Currently, the world is experiencing currency wars, in which many nations, Western and non-Western, are purposely devaluing their currencies in order to make their exports more competitive by cheapening them, as well as to encourage more consumer spending and inflate away their debts. Though exports may be boosted temporarily from devaluing a currency, a byproduct of it is that inflation rises for consumers using that currency, particularly for items that are imported. Currency wars also risk creating hyperinflation, which results from a loss of confidence in a currency, causing extremely high inflation in a short period of time. Whether there is high inflation or hyperinflation as a result of the global currency wars, gold prices will move higher, since investors will purchase gold to protect their wealth.
Recently, as a result of bank insolvencies in Cyprus, a member of the European Union, there was a bank holiday and a confiscation of deposits over 100,000 euros. Bank holidays occur when a government forces banks to shut down to prevent bank runs or capital flight. Though it is claimed by European officials that what happened in Cyprus will not be a template for future bank crises, legislation is currently being considered in the European Union to allow for the confiscation of deposits to prevent bank insolvencies.
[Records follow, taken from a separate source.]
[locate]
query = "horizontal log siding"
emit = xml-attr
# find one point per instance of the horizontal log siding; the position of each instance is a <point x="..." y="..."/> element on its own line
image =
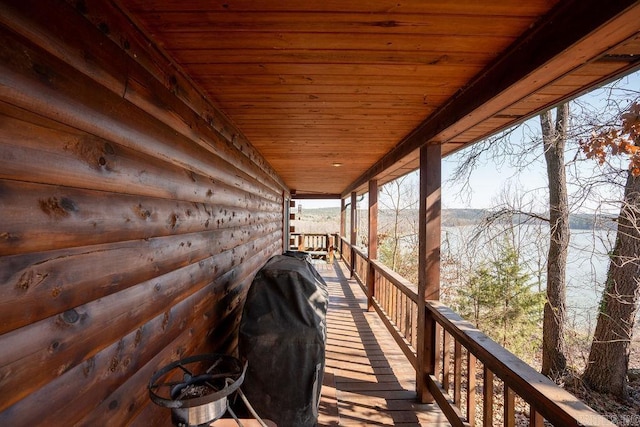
<point x="134" y="218"/>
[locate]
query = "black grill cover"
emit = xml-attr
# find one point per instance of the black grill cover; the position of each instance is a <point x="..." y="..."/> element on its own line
<point x="283" y="337"/>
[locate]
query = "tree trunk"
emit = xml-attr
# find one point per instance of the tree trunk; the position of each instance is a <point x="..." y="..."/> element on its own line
<point x="553" y="343"/>
<point x="609" y="355"/>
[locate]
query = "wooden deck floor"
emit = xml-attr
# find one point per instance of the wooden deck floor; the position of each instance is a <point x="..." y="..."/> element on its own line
<point x="368" y="381"/>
A long-term effect of the bank holiday in Cyprus is to cause investors to lose confidence in the banking system within the European Union. As a result, investors increasingly will consider purchasing gold and other assets that they can keep outside of the banking system. Wealthy investors in other parts of the world, including the United States, will also consider purchasing gold, since it cannot be confiscated as easily in case of future bank failures.
With global economic instability increasing as a result of growing sovereign debts, currency wars and potential bank holidays, demand for gold, a safe haven asset, will increase. As a result, gold prices may move significantly higher, despite 12 consecutive years of gains.